First, he estimates that it would take considerable time and effort for engineers to create a distributed cache that has ScaleOut StateServer's fundamental capabilities. The primary reason is that the open source method only gives you a starting point, but it does not include most capabilities that are needed in a distributed cache. In fact, there is no built-in scalability or availability, the two principal benefits of a distributed cache. Here is some of the functionality that you would have to build:
In addition to the above, we hope that the fact ScaleOut Software provides a commercial solution that is reasonably priced, supported and constantly improved would be viewed as an important plus for our customers. In many cases, in-house and open source solutions are not supported or improved once the original developer is gone or is assigned to other priorities.
Do you find yourself in competition with the likes of Terracotta, GridGain, GridSpaces, and Coherence type products?
Our ScaleOut technology has previously been targeted to the ASP.Net space. Now that we are entering the Java/Linux space, we will be competing with companies like the ones you mentioned above, which are mainly Java/Linux focused as well.
We initially got our start with distributed caching for ecommerce applications, but grid computing seems to be a strong growth area for us as well. We are now working with some large Wall Street firms on grid computing projects that involve some (very large) grid operations.
I would like to reiterate that we are very focused on data caching only. We don't try to do job scheduling or other grid computing tasks, but we do improve performance and availability for those tasks via our distributed data cache.
What architectures your customers are using with your GeoServer product?
A. GeoServer is a newer, add-on product that is designed to replicate the contents of two or more geographically separated ScaleOut object stores (caches). Typically a customer might use GeoServer to replicate object data between a primary data center site and a DR site. GeoServer facilitates continuous (async.) replication between sites, so if site A goes offline, the other site B is immediately available to handle the workload.

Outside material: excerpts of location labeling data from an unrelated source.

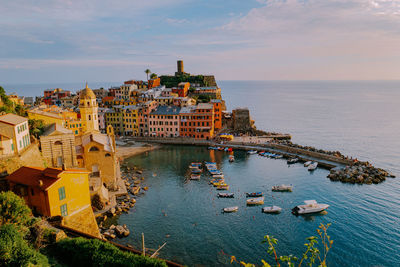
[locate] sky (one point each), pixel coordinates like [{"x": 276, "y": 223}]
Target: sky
[{"x": 100, "y": 40}]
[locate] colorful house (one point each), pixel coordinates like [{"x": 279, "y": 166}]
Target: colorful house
[
  {"x": 57, "y": 192},
  {"x": 14, "y": 134},
  {"x": 164, "y": 121},
  {"x": 197, "y": 121}
]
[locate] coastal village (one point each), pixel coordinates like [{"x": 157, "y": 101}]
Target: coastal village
[{"x": 60, "y": 151}]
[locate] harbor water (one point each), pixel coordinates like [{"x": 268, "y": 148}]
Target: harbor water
[{"x": 360, "y": 119}]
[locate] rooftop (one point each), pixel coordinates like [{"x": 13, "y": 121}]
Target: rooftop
[{"x": 12, "y": 119}]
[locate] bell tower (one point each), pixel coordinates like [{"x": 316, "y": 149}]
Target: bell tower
[{"x": 89, "y": 110}]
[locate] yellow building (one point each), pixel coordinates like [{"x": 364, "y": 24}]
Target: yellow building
[
  {"x": 89, "y": 110},
  {"x": 53, "y": 114},
  {"x": 131, "y": 120},
  {"x": 57, "y": 192}
]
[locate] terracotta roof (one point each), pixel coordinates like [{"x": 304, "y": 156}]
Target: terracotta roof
[
  {"x": 12, "y": 119},
  {"x": 31, "y": 176}
]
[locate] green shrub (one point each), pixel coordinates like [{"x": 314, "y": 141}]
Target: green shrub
[
  {"x": 13, "y": 210},
  {"x": 15, "y": 251},
  {"x": 85, "y": 252}
]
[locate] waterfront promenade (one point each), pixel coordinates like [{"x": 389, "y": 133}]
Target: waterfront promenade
[{"x": 324, "y": 160}]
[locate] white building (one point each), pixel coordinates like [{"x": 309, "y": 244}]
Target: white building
[{"x": 14, "y": 134}]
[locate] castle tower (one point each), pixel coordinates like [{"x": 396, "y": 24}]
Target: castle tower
[
  {"x": 88, "y": 108},
  {"x": 180, "y": 66}
]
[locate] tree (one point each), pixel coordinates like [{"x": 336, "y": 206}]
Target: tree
[
  {"x": 147, "y": 71},
  {"x": 13, "y": 210},
  {"x": 15, "y": 251}
]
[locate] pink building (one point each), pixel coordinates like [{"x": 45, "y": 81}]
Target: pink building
[{"x": 164, "y": 121}]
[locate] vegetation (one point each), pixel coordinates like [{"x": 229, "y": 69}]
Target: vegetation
[
  {"x": 15, "y": 220},
  {"x": 84, "y": 252},
  {"x": 36, "y": 127},
  {"x": 310, "y": 257},
  {"x": 8, "y": 106},
  {"x": 147, "y": 71}
]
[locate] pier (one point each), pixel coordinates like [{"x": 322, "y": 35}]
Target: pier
[{"x": 324, "y": 160}]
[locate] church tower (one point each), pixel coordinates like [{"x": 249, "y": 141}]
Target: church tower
[{"x": 88, "y": 108}]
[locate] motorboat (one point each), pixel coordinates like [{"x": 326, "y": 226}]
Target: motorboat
[
  {"x": 195, "y": 177},
  {"x": 272, "y": 209},
  {"x": 226, "y": 195},
  {"x": 313, "y": 166},
  {"x": 230, "y": 209},
  {"x": 282, "y": 188},
  {"x": 310, "y": 206},
  {"x": 255, "y": 201},
  {"x": 292, "y": 160},
  {"x": 307, "y": 163},
  {"x": 254, "y": 194},
  {"x": 223, "y": 187}
]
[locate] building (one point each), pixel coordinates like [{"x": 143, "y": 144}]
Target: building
[
  {"x": 143, "y": 112},
  {"x": 58, "y": 146},
  {"x": 57, "y": 192},
  {"x": 182, "y": 89},
  {"x": 153, "y": 83},
  {"x": 197, "y": 121},
  {"x": 164, "y": 121},
  {"x": 130, "y": 120},
  {"x": 217, "y": 103},
  {"x": 53, "y": 96},
  {"x": 211, "y": 91},
  {"x": 54, "y": 114},
  {"x": 14, "y": 134},
  {"x": 126, "y": 90},
  {"x": 89, "y": 110},
  {"x": 16, "y": 100}
]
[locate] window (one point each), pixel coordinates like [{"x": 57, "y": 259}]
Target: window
[
  {"x": 61, "y": 193},
  {"x": 63, "y": 209}
]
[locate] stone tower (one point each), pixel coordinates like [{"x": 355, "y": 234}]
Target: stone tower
[{"x": 88, "y": 108}]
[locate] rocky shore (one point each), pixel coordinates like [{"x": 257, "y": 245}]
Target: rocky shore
[{"x": 360, "y": 173}]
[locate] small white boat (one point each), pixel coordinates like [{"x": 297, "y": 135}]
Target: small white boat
[
  {"x": 292, "y": 160},
  {"x": 282, "y": 188},
  {"x": 273, "y": 209},
  {"x": 231, "y": 209},
  {"x": 195, "y": 177},
  {"x": 307, "y": 163},
  {"x": 255, "y": 201},
  {"x": 313, "y": 166},
  {"x": 310, "y": 206}
]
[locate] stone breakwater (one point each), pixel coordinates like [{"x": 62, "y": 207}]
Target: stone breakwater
[{"x": 360, "y": 173}]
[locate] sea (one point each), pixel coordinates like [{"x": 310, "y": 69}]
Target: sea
[{"x": 358, "y": 118}]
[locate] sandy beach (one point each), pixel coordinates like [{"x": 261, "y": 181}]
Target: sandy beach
[{"x": 124, "y": 152}]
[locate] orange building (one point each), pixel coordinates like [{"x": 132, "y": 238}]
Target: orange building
[
  {"x": 197, "y": 121},
  {"x": 153, "y": 83},
  {"x": 217, "y": 114},
  {"x": 182, "y": 89}
]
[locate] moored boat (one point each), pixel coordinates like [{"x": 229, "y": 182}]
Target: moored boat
[
  {"x": 255, "y": 201},
  {"x": 292, "y": 160},
  {"x": 307, "y": 163},
  {"x": 313, "y": 166},
  {"x": 230, "y": 209},
  {"x": 282, "y": 188},
  {"x": 310, "y": 206},
  {"x": 272, "y": 209},
  {"x": 254, "y": 194},
  {"x": 226, "y": 195}
]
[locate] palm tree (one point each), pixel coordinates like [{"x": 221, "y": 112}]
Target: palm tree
[{"x": 147, "y": 72}]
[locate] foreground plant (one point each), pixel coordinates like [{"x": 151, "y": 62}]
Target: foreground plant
[{"x": 310, "y": 257}]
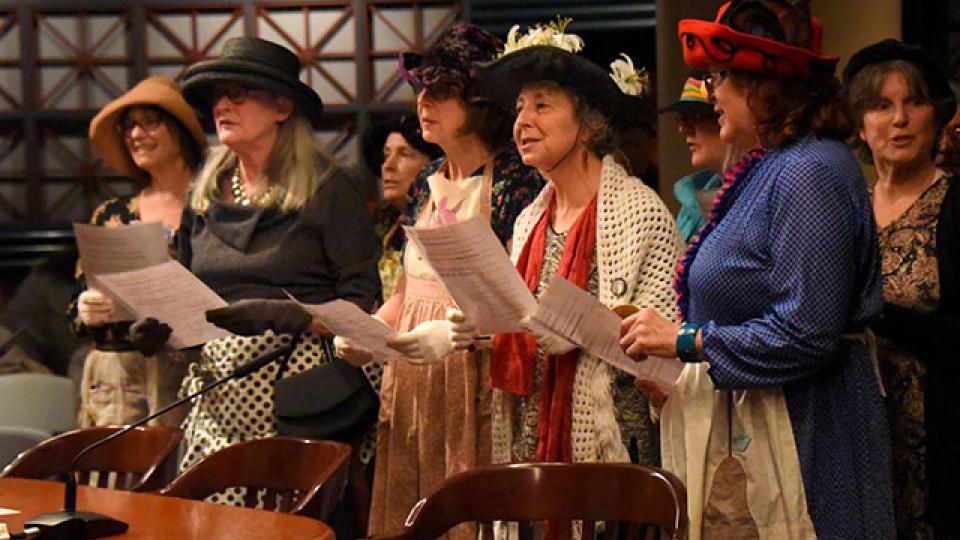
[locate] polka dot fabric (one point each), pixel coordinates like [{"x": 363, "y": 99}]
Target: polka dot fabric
[
  {"x": 792, "y": 267},
  {"x": 242, "y": 409}
]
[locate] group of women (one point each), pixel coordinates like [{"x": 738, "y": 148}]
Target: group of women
[{"x": 778, "y": 424}]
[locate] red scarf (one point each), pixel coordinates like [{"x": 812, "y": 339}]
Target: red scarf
[{"x": 513, "y": 365}]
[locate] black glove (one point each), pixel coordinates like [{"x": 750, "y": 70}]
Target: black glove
[
  {"x": 149, "y": 335},
  {"x": 254, "y": 317}
]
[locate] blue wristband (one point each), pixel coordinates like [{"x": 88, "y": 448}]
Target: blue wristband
[{"x": 687, "y": 342}]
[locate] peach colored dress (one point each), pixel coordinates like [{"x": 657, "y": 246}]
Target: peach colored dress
[{"x": 434, "y": 419}]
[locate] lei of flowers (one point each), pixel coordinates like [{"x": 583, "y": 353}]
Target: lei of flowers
[
  {"x": 630, "y": 80},
  {"x": 721, "y": 204}
]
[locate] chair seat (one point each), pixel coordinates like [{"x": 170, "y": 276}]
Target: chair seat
[
  {"x": 285, "y": 474},
  {"x": 560, "y": 493},
  {"x": 136, "y": 461}
]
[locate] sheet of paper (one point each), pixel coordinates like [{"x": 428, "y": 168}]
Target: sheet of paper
[
  {"x": 571, "y": 312},
  {"x": 346, "y": 319},
  {"x": 477, "y": 273},
  {"x": 105, "y": 250},
  {"x": 171, "y": 294}
]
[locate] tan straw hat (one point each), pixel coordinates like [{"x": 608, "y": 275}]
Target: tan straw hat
[{"x": 156, "y": 91}]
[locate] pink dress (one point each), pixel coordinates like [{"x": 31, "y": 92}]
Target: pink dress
[{"x": 434, "y": 419}]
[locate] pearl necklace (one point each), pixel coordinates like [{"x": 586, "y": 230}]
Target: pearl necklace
[{"x": 240, "y": 195}]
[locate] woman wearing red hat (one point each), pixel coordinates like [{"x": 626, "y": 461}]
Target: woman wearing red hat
[{"x": 774, "y": 296}]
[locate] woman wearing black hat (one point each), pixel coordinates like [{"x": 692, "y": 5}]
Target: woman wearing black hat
[
  {"x": 593, "y": 224},
  {"x": 901, "y": 101},
  {"x": 270, "y": 213},
  {"x": 434, "y": 414},
  {"x": 394, "y": 151},
  {"x": 774, "y": 296}
]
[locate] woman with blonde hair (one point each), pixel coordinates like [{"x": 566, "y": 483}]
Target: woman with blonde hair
[{"x": 270, "y": 214}]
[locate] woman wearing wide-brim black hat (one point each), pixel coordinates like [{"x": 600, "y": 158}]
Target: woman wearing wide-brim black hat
[
  {"x": 270, "y": 213},
  {"x": 595, "y": 225}
]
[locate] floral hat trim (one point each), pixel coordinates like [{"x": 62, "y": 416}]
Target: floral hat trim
[{"x": 630, "y": 80}]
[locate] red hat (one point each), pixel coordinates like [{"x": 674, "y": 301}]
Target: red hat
[{"x": 772, "y": 37}]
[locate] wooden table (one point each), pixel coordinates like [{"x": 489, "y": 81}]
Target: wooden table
[{"x": 153, "y": 516}]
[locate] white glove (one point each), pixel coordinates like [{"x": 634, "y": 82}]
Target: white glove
[
  {"x": 429, "y": 342},
  {"x": 463, "y": 334},
  {"x": 94, "y": 308},
  {"x": 354, "y": 354},
  {"x": 550, "y": 343}
]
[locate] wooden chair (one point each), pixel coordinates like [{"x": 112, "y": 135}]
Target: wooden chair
[
  {"x": 296, "y": 476},
  {"x": 136, "y": 461},
  {"x": 524, "y": 492}
]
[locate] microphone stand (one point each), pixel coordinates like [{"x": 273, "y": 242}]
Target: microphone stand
[{"x": 98, "y": 525}]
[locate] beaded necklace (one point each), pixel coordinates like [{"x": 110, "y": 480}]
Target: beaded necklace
[
  {"x": 240, "y": 195},
  {"x": 721, "y": 205}
]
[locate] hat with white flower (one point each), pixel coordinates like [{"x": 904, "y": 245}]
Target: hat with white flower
[{"x": 549, "y": 53}]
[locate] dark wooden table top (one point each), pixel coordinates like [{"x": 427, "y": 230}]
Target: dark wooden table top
[{"x": 153, "y": 516}]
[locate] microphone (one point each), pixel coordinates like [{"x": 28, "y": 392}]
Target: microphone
[
  {"x": 98, "y": 525},
  {"x": 12, "y": 342}
]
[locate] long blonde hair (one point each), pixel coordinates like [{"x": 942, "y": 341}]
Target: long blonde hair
[{"x": 297, "y": 162}]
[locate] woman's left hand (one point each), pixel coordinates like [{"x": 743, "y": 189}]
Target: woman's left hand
[{"x": 647, "y": 333}]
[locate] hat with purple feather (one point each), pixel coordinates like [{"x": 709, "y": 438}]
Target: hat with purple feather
[{"x": 448, "y": 66}]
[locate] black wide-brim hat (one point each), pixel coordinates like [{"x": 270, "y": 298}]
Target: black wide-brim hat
[
  {"x": 941, "y": 95},
  {"x": 501, "y": 81},
  {"x": 408, "y": 126},
  {"x": 256, "y": 63}
]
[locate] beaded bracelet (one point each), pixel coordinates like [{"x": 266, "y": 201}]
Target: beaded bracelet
[{"x": 687, "y": 342}]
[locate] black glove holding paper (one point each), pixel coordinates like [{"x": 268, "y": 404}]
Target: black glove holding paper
[
  {"x": 149, "y": 335},
  {"x": 254, "y": 317}
]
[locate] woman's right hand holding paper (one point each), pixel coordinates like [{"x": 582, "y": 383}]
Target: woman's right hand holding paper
[{"x": 94, "y": 308}]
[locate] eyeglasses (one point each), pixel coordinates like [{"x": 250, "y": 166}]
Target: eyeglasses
[
  {"x": 235, "y": 92},
  {"x": 714, "y": 79},
  {"x": 147, "y": 119}
]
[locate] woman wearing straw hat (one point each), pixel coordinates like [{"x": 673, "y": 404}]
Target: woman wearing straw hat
[
  {"x": 435, "y": 404},
  {"x": 775, "y": 294},
  {"x": 270, "y": 213},
  {"x": 150, "y": 134}
]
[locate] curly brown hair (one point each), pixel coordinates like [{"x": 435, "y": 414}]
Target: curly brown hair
[{"x": 786, "y": 110}]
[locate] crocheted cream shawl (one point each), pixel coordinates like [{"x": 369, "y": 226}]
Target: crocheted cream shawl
[{"x": 638, "y": 247}]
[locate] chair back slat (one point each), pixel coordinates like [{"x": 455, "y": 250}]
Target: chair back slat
[
  {"x": 133, "y": 462},
  {"x": 562, "y": 492},
  {"x": 284, "y": 474}
]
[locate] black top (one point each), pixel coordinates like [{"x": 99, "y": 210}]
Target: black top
[
  {"x": 933, "y": 337},
  {"x": 326, "y": 250}
]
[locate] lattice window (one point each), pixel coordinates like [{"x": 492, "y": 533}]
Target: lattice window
[
  {"x": 83, "y": 58},
  {"x": 13, "y": 191},
  {"x": 324, "y": 39},
  {"x": 77, "y": 58},
  {"x": 75, "y": 180},
  {"x": 177, "y": 38},
  {"x": 11, "y": 75},
  {"x": 396, "y": 27}
]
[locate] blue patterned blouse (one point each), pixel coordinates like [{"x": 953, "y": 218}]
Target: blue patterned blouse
[{"x": 792, "y": 267}]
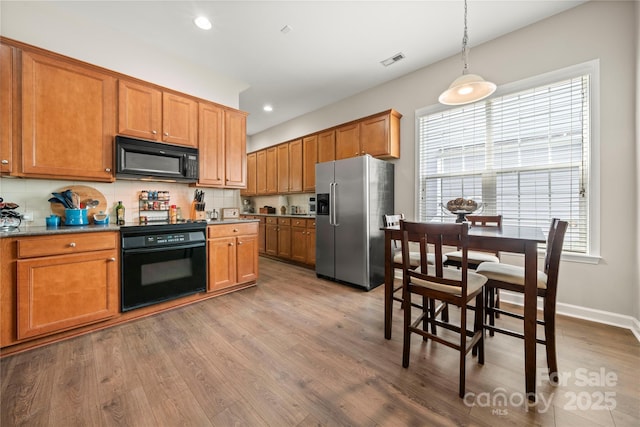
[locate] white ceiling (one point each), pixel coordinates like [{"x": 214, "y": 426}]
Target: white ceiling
[{"x": 333, "y": 50}]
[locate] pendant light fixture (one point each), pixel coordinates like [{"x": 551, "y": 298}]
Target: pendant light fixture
[{"x": 468, "y": 87}]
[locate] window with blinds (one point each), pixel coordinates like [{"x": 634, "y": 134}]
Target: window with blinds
[{"x": 523, "y": 155}]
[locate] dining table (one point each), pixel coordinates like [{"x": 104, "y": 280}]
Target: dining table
[{"x": 508, "y": 238}]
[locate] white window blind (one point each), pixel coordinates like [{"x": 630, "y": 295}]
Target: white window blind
[{"x": 523, "y": 155}]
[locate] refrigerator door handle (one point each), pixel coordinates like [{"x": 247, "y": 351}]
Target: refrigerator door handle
[{"x": 334, "y": 207}]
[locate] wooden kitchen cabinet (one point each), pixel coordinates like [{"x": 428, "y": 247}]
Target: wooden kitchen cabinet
[
  {"x": 309, "y": 160},
  {"x": 6, "y": 109},
  {"x": 261, "y": 172},
  {"x": 235, "y": 139},
  {"x": 147, "y": 112},
  {"x": 272, "y": 170},
  {"x": 283, "y": 168},
  {"x": 251, "y": 189},
  {"x": 68, "y": 119},
  {"x": 211, "y": 145},
  {"x": 271, "y": 236},
  {"x": 303, "y": 240},
  {"x": 65, "y": 281},
  {"x": 295, "y": 166},
  {"x": 284, "y": 237},
  {"x": 326, "y": 146},
  {"x": 348, "y": 141},
  {"x": 233, "y": 255},
  {"x": 377, "y": 135}
]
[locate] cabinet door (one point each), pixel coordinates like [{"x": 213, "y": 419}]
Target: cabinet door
[
  {"x": 6, "y": 109},
  {"x": 247, "y": 258},
  {"x": 283, "y": 168},
  {"x": 272, "y": 170},
  {"x": 310, "y": 158},
  {"x": 222, "y": 263},
  {"x": 348, "y": 141},
  {"x": 251, "y": 176},
  {"x": 235, "y": 137},
  {"x": 295, "y": 166},
  {"x": 271, "y": 239},
  {"x": 262, "y": 236},
  {"x": 139, "y": 110},
  {"x": 211, "y": 145},
  {"x": 311, "y": 242},
  {"x": 62, "y": 292},
  {"x": 68, "y": 119},
  {"x": 326, "y": 146},
  {"x": 299, "y": 244},
  {"x": 179, "y": 120},
  {"x": 284, "y": 241},
  {"x": 261, "y": 172}
]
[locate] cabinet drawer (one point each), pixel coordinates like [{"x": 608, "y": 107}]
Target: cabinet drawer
[
  {"x": 284, "y": 221},
  {"x": 298, "y": 222},
  {"x": 65, "y": 244},
  {"x": 230, "y": 230}
]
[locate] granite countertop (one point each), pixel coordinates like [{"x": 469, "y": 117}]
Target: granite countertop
[
  {"x": 280, "y": 215},
  {"x": 37, "y": 230}
]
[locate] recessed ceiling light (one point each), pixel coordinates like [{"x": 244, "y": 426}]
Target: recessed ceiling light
[{"x": 202, "y": 22}]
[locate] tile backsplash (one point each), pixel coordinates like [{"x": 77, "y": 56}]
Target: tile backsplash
[{"x": 32, "y": 196}]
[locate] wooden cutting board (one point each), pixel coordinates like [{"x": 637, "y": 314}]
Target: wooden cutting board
[{"x": 85, "y": 193}]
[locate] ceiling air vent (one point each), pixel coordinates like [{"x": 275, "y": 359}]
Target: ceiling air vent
[{"x": 395, "y": 58}]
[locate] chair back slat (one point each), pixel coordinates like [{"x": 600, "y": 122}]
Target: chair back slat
[{"x": 436, "y": 236}]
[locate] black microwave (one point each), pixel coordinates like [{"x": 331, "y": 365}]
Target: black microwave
[{"x": 155, "y": 161}]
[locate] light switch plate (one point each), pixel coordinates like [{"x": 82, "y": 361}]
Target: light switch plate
[{"x": 230, "y": 213}]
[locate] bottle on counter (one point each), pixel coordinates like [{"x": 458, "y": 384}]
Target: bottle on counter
[
  {"x": 173, "y": 214},
  {"x": 120, "y": 213}
]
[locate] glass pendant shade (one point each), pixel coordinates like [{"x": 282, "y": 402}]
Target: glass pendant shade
[{"x": 465, "y": 89}]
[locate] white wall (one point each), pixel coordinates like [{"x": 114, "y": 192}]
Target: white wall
[
  {"x": 595, "y": 30},
  {"x": 48, "y": 27}
]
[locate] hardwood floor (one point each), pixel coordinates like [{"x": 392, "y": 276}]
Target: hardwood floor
[{"x": 299, "y": 351}]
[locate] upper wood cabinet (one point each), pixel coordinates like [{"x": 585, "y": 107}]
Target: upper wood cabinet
[
  {"x": 261, "y": 172},
  {"x": 150, "y": 113},
  {"x": 377, "y": 135},
  {"x": 309, "y": 160},
  {"x": 326, "y": 146},
  {"x": 68, "y": 114},
  {"x": 235, "y": 143},
  {"x": 272, "y": 170},
  {"x": 283, "y": 168},
  {"x": 348, "y": 141},
  {"x": 211, "y": 148},
  {"x": 251, "y": 189},
  {"x": 222, "y": 147},
  {"x": 6, "y": 109},
  {"x": 295, "y": 166}
]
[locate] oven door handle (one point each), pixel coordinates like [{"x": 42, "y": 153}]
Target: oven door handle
[{"x": 162, "y": 248}]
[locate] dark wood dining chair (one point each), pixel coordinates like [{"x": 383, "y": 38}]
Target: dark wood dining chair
[
  {"x": 511, "y": 278},
  {"x": 440, "y": 286},
  {"x": 477, "y": 257}
]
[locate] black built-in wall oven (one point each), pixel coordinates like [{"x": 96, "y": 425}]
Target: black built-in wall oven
[{"x": 162, "y": 262}]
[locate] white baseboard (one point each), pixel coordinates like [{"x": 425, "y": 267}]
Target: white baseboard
[{"x": 585, "y": 313}]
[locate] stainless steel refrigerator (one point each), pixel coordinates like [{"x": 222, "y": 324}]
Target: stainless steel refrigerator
[{"x": 352, "y": 195}]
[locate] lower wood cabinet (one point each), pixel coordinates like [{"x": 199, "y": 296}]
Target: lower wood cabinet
[
  {"x": 233, "y": 255},
  {"x": 65, "y": 281}
]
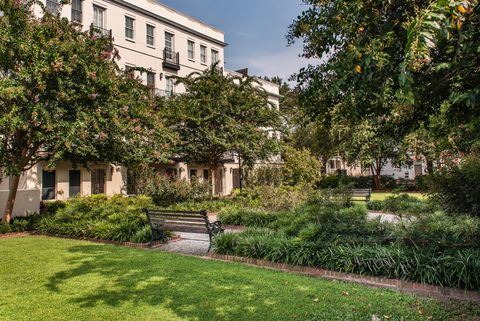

Our ScaleOut technology offers 3 primary benefits: Scalability, performance & high availability. From a single web farm perspective, ScaleOut provides high availability by making either 1 or 2 (this is configurable) replica copies of each master object and storing the replica on an alternate host server in the farm. ScaleOut provides uniform access to the object from any server, and protects the object in the case of a server failure. With GeoServer, these benefits are extended across multiple sites.
It is true that distributed caches typically hold temporary, fast-changing data, but that data can still be very critical to ecommerce, or grid computing applications. Loss of this data during a server failure, worker process recycle or even a grid computation process is unacceptable. We improve performance by keeping the data in-memory, while still maintaining high availability.